Lesson 8 - Official topic

giacomov · May 6, 2020, 3:15am

So the truncated backprop is truncated every batch size?

sgugger · May 6, 2020, 3:15am

It’s a one-layer recurrent model.

erlapi · May 6, 2020, 3:18am

how many parameters an RNN end up having if we really only have one layer repeated multiple times?
Are we changing the parameters on the same layer at each loop, or creating a layer for each loop?

bibsian · May 6, 2020, 3:21am

So does self.h represent the one layer? Or is it self.h_h?

jwuphysics · May 6, 2020, 3:22am

self.h represents the hidden state of the RNN. self.h_h is the one (linear) layer.

sgugger · May 6, 2020, 3:22am

self.h is the hidden state, it’s not a layer. self.h_h is the layer (h_h stands for hidden to hidden).

radikubwa · May 6, 2020, 3:24am

You could run learn.summary() to figure this out. https://docs.fast.ai/basic_train.html#model_summary -> check this out too.

Nonnormalizable · May 6, 2020, 3:25am

Would you determine good values for things like n_hidden and n_layers through a standard hyperparameter grid search?

bostonsparky · May 6, 2020, 3:25am

I also got this

victor.vargas · May 6, 2020, 3:28am

Floating point reference to Rachel’s course on Linear Algebra lots of fun too. Would love an updated version of that as well

jwuphysics · May 6, 2020, 3:28am

Could we somehow use regularization to try to make the RNN parameters close to the identity matrix? Or would that cause bad results because the hidden layers want to deviate from the identity during training (and thus tend to explode/vanish)?

pinaki · May 6, 2020, 3:29am

is there a way to quickly check if the activations are disappearing / exploding ?

rachel · May 6, 2020, 3:29am

Floating point is discussed starting around minute 54 of this video from the computational linear algebra course:

victor.vargas · May 6, 2020, 3:31am

Thanks Rachel!!!

FraPochetti · May 6, 2020, 3:31am

Check this out: The colorful dimension

radikubwa · May 6, 2020, 3:31am

Yes, but that could take quite sometime but if you have the compute go for it. Even Random search. I find Bayesian optimization a bit better. Or you look into this method adaptive resampling and this notebook.

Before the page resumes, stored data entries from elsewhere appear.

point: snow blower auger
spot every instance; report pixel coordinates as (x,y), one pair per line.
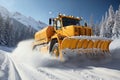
(67,36)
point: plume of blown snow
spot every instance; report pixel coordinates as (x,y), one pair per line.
(24,54)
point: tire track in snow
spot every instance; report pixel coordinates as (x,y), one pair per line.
(13,71)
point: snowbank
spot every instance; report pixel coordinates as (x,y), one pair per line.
(115,48)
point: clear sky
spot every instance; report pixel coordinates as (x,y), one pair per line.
(43,9)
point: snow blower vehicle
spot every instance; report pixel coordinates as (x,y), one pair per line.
(66,35)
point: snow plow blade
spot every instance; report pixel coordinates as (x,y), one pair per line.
(85,45)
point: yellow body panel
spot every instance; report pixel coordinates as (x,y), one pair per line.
(44,35)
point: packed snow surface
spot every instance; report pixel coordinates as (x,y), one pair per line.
(24,64)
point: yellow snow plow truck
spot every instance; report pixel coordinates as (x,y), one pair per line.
(66,35)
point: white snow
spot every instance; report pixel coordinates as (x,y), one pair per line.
(25,64)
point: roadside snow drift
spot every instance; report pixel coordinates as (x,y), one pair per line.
(25,64)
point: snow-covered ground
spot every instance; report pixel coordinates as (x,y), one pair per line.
(24,64)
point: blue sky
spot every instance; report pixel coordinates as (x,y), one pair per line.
(43,9)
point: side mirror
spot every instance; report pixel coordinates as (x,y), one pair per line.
(50,21)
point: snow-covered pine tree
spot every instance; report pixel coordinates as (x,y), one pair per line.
(116,28)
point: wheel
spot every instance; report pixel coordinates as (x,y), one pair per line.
(55,50)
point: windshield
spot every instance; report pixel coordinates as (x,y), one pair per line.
(70,21)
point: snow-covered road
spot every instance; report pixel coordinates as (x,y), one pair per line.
(23,64)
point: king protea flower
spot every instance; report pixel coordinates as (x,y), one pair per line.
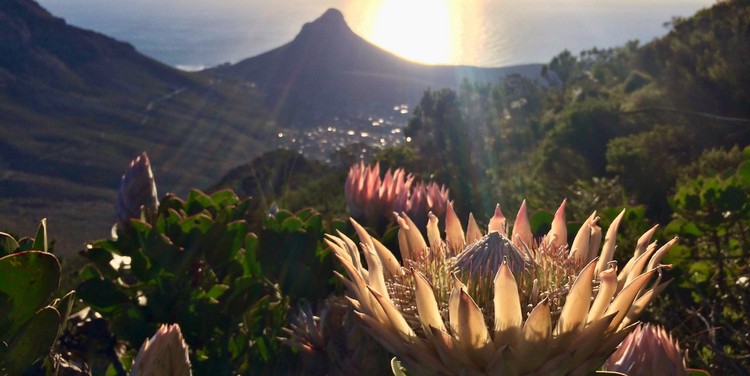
(372,199)
(648,350)
(137,197)
(332,344)
(165,354)
(474,303)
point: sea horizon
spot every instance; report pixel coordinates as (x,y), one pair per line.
(190,35)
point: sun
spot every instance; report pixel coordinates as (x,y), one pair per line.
(419,30)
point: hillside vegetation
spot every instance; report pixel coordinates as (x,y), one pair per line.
(661,129)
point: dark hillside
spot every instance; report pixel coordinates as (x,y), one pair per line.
(328,71)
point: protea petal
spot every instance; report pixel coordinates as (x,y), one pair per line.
(454,232)
(643,301)
(453,301)
(521,235)
(433,233)
(450,353)
(537,336)
(429,313)
(659,255)
(640,263)
(595,240)
(580,248)
(408,313)
(472,332)
(508,316)
(472,230)
(497,222)
(558,234)
(607,289)
(395,317)
(625,298)
(608,250)
(576,308)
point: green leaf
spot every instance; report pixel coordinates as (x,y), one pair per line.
(292,224)
(27,281)
(7,244)
(101,294)
(397,368)
(199,201)
(224,198)
(32,341)
(216,291)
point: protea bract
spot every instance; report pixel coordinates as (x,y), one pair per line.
(371,199)
(648,350)
(474,303)
(137,197)
(164,354)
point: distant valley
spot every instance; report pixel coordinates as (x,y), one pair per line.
(76,106)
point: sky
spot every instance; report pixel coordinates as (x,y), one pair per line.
(470,32)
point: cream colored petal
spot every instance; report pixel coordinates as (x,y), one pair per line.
(396,319)
(364,237)
(390,263)
(375,279)
(453,304)
(403,239)
(417,245)
(472,332)
(576,308)
(589,340)
(595,241)
(507,304)
(337,250)
(351,247)
(640,263)
(433,234)
(624,299)
(497,222)
(521,235)
(607,289)
(359,288)
(659,255)
(642,302)
(608,250)
(472,230)
(427,307)
(644,241)
(388,338)
(454,232)
(451,353)
(580,248)
(537,335)
(558,234)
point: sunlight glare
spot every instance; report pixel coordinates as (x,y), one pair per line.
(419,30)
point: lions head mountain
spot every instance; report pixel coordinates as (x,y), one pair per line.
(329,71)
(76,106)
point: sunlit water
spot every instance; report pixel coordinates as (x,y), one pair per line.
(192,34)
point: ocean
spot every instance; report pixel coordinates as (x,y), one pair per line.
(195,34)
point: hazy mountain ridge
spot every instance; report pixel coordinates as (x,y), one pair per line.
(329,71)
(76,106)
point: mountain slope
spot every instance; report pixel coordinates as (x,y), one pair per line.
(328,71)
(77,106)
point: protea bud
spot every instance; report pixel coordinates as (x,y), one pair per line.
(648,350)
(137,197)
(332,344)
(478,304)
(164,354)
(372,200)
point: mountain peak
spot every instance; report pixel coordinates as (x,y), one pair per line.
(330,24)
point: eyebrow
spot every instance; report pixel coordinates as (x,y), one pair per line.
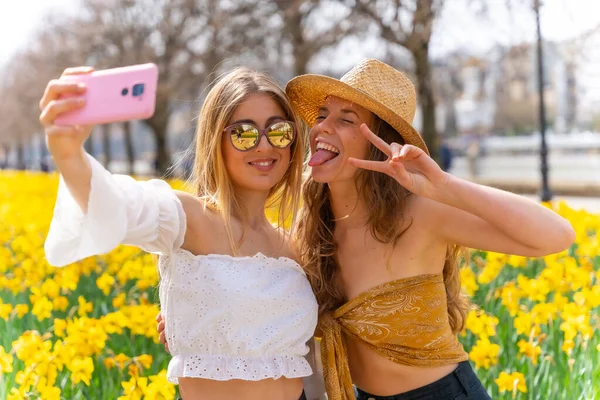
(343,111)
(251,121)
(348,111)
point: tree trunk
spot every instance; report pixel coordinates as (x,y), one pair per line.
(4,160)
(426,98)
(161,161)
(20,150)
(129,148)
(106,145)
(159,123)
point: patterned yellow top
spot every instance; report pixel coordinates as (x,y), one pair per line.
(405,321)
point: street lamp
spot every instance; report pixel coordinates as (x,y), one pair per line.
(545,194)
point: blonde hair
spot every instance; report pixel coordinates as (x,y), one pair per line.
(317,246)
(209,179)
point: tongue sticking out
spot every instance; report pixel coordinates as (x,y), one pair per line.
(320,157)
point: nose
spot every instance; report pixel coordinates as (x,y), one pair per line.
(323,126)
(263,144)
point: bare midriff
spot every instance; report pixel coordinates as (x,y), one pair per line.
(265,389)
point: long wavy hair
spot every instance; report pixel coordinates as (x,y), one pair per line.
(209,178)
(317,246)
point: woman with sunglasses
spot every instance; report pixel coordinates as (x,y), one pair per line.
(239,309)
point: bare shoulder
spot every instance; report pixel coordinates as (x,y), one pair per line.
(425,212)
(288,247)
(196,212)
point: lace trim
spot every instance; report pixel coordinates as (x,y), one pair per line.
(224,368)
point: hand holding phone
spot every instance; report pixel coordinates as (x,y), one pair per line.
(83,97)
(114,95)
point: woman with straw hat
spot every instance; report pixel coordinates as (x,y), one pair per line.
(379,234)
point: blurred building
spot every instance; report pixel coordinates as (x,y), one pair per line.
(497,93)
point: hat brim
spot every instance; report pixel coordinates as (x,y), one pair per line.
(309,92)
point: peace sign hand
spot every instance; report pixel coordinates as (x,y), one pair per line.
(408,164)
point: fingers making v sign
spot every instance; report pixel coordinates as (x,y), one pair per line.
(408,164)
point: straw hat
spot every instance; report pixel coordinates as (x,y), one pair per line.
(372,84)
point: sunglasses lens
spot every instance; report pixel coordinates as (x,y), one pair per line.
(244,136)
(281,134)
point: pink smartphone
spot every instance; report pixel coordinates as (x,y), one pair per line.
(113,95)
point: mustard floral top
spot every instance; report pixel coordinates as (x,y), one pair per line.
(405,321)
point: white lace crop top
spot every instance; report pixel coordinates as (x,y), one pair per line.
(226,317)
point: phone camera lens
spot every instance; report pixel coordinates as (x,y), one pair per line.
(138,89)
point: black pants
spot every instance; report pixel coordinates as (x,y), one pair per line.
(460,384)
(302,396)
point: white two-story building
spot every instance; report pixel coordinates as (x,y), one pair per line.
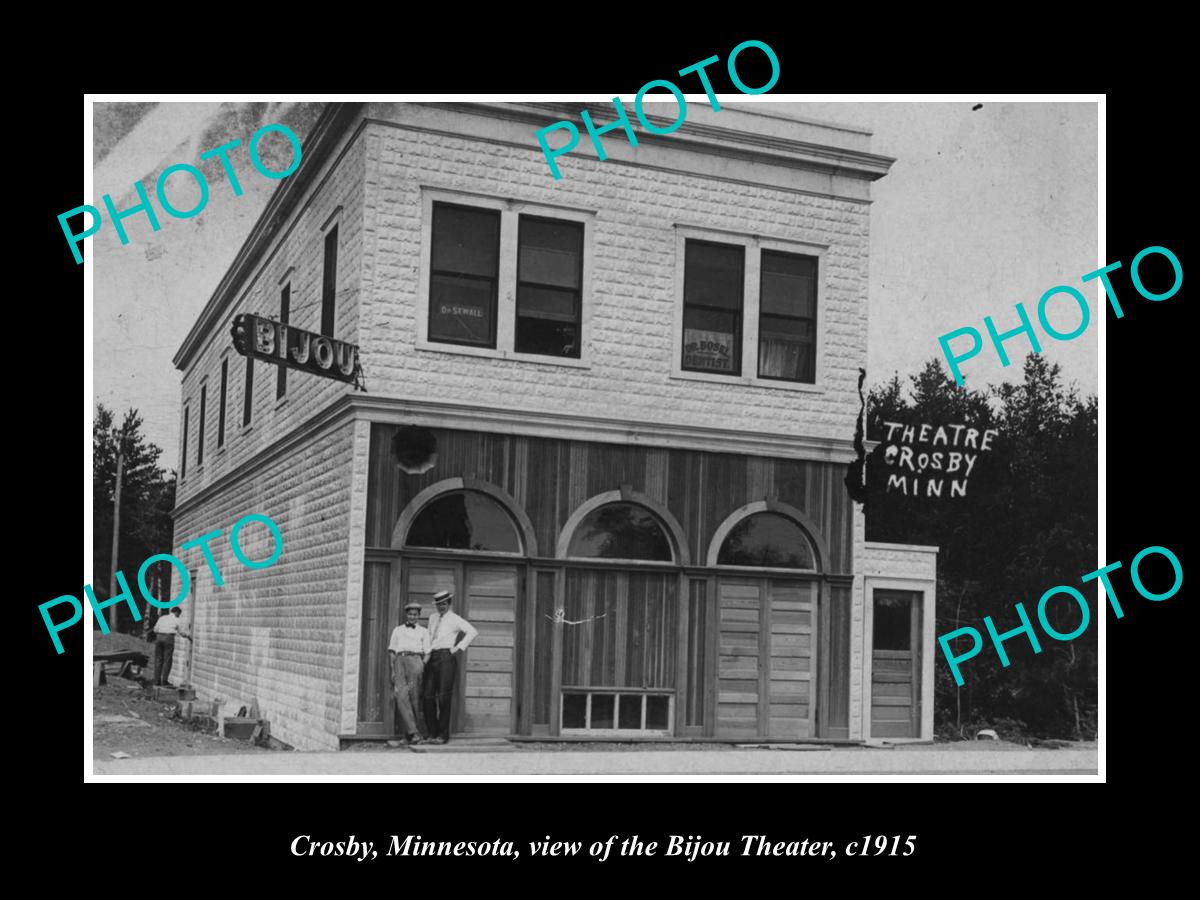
(612,412)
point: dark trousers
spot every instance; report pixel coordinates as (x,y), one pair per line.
(163,654)
(406,683)
(437,694)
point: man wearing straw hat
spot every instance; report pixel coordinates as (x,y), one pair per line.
(408,651)
(449,636)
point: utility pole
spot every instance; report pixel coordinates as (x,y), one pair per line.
(117,528)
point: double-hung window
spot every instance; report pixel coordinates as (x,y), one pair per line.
(748,310)
(504,279)
(712,307)
(787,317)
(465,274)
(550,286)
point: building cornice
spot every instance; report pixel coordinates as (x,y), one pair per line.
(705,137)
(396,411)
(460,417)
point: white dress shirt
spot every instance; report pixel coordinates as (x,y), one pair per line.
(444,631)
(411,640)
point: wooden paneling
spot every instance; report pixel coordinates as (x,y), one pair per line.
(544,636)
(551,478)
(838,715)
(375,695)
(624,629)
(738,661)
(791,677)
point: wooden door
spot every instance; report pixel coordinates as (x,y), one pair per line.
(766,658)
(895,664)
(738,671)
(792,653)
(486,671)
(421,581)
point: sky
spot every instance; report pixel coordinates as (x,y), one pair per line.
(983,209)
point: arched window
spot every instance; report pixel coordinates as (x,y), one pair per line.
(767,540)
(465,520)
(621,531)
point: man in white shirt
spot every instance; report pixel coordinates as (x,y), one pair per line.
(449,636)
(166,629)
(408,651)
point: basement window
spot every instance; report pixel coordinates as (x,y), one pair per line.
(616,712)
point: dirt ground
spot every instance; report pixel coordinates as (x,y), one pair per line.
(127,720)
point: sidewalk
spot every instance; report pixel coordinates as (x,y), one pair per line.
(924,761)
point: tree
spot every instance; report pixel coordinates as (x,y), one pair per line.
(148,495)
(1026,523)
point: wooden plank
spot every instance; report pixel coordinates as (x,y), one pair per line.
(747,714)
(793,607)
(803,641)
(791,618)
(475,678)
(487,706)
(490,665)
(790,653)
(747,685)
(789,711)
(891,714)
(789,676)
(789,691)
(473,693)
(729,615)
(731,697)
(785,629)
(729,628)
(791,664)
(892,730)
(739,589)
(478,653)
(736,639)
(727,649)
(790,729)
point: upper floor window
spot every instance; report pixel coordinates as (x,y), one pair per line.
(712,307)
(748,309)
(465,274)
(787,317)
(550,287)
(504,279)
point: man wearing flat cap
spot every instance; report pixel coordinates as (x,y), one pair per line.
(407,654)
(449,636)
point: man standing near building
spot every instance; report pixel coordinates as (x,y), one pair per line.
(449,635)
(166,629)
(408,651)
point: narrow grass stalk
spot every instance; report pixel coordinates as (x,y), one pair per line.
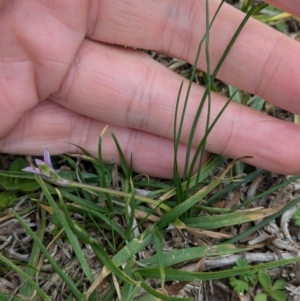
(53,263)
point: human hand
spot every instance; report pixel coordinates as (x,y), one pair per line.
(62,79)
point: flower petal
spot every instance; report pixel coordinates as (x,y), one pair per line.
(38,162)
(32,170)
(47,158)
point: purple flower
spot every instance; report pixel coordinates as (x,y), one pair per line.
(44,168)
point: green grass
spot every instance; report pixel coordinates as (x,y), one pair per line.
(96,241)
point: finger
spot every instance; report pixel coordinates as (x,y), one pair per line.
(145,100)
(290,6)
(262,61)
(38,42)
(52,126)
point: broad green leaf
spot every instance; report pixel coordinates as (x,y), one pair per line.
(279,284)
(278,295)
(239,286)
(28,185)
(229,219)
(261,297)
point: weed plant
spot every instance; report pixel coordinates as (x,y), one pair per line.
(113,226)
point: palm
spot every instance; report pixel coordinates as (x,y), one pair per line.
(58,85)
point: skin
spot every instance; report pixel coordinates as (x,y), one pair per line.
(63,78)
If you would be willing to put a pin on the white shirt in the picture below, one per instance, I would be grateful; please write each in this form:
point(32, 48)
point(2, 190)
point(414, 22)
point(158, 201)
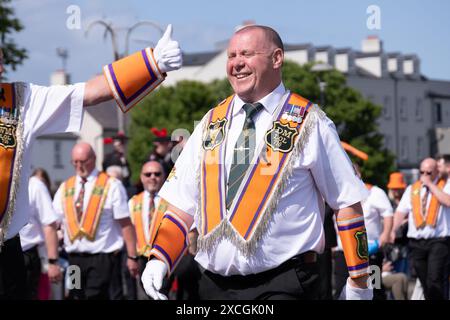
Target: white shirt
point(108, 237)
point(375, 207)
point(323, 170)
point(144, 213)
point(41, 214)
point(443, 221)
point(47, 110)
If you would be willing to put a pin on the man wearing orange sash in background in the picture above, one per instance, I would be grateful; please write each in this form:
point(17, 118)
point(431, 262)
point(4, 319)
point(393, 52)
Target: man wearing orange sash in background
point(427, 204)
point(143, 209)
point(260, 221)
point(93, 207)
point(28, 110)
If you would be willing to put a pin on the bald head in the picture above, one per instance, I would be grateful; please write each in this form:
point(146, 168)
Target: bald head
point(428, 166)
point(83, 159)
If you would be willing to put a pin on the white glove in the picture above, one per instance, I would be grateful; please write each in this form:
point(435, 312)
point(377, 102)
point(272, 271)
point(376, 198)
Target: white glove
point(350, 292)
point(167, 52)
point(152, 278)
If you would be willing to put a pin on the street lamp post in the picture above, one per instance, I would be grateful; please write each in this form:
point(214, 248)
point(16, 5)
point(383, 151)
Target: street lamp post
point(109, 29)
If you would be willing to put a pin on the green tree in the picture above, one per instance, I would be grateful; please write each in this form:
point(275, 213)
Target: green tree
point(179, 106)
point(9, 25)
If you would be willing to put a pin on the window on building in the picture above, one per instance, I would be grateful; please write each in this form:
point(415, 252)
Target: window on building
point(419, 109)
point(387, 107)
point(438, 110)
point(404, 148)
point(420, 147)
point(57, 155)
point(403, 108)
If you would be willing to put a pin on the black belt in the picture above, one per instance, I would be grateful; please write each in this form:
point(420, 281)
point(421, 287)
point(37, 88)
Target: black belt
point(298, 260)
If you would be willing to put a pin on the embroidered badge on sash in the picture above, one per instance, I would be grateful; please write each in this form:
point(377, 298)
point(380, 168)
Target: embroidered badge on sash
point(215, 134)
point(361, 248)
point(281, 137)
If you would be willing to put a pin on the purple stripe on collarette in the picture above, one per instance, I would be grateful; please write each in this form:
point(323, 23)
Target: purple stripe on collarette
point(204, 213)
point(166, 255)
point(142, 89)
point(176, 223)
point(358, 267)
point(286, 104)
point(351, 226)
point(13, 107)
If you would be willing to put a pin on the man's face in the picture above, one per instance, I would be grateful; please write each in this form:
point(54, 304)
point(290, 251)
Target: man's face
point(83, 161)
point(162, 148)
point(152, 176)
point(1, 63)
point(250, 65)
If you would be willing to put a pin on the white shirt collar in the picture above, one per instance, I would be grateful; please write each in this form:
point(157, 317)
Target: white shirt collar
point(270, 101)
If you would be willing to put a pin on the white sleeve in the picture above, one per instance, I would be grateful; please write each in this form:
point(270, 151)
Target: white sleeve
point(331, 168)
point(404, 206)
point(181, 189)
point(55, 109)
point(119, 199)
point(40, 198)
point(382, 203)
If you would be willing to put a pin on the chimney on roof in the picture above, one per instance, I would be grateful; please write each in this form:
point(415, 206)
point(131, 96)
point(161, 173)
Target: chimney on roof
point(372, 44)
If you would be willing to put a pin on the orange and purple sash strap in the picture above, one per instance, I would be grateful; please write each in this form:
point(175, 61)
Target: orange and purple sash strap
point(136, 217)
point(133, 77)
point(420, 220)
point(8, 142)
point(354, 242)
point(171, 241)
point(91, 217)
point(262, 177)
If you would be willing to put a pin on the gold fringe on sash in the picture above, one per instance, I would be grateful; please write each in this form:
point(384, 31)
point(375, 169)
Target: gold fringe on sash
point(15, 183)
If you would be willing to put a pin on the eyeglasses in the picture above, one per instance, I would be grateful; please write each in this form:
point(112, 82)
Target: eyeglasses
point(149, 174)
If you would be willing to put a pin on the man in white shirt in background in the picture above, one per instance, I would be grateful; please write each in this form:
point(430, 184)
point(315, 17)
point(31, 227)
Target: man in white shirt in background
point(28, 110)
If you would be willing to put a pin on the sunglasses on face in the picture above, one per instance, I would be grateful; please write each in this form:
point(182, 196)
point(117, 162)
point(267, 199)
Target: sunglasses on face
point(149, 174)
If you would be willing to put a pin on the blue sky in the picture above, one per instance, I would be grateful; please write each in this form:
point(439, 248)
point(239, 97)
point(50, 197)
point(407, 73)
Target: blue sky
point(420, 27)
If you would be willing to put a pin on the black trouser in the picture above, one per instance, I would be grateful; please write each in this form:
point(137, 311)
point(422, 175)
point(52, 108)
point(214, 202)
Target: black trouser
point(292, 280)
point(96, 274)
point(341, 274)
point(12, 271)
point(429, 258)
point(33, 271)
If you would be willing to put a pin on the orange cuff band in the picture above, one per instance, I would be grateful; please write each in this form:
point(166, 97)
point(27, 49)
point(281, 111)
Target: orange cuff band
point(133, 77)
point(171, 240)
point(354, 242)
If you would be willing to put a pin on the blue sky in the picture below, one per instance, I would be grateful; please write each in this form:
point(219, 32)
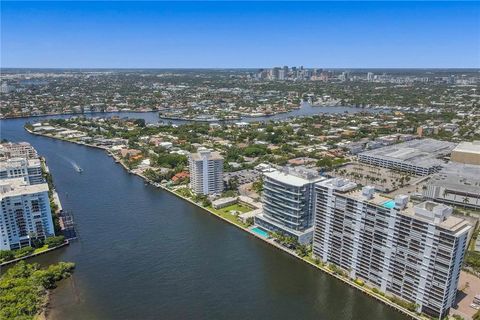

jcatanza · May 6, 2020, 3:35am

How exploding/vanishing gradients work: Screenshot_2020-05-05 improving-by-1-every-day-for-a-year-1-0136537-8-0-99365-0-03-33478614 png (PNG Image, 500 × 587 pixels)

Albertotono · May 6, 2020, 3:36am

ActivationStats

ilovescience · May 6, 2020, 3:36am

Original dropout paper here

matdmiller · May 6, 2020, 3:37am

Does dropout somehow skip the computation or just set the activation to zero?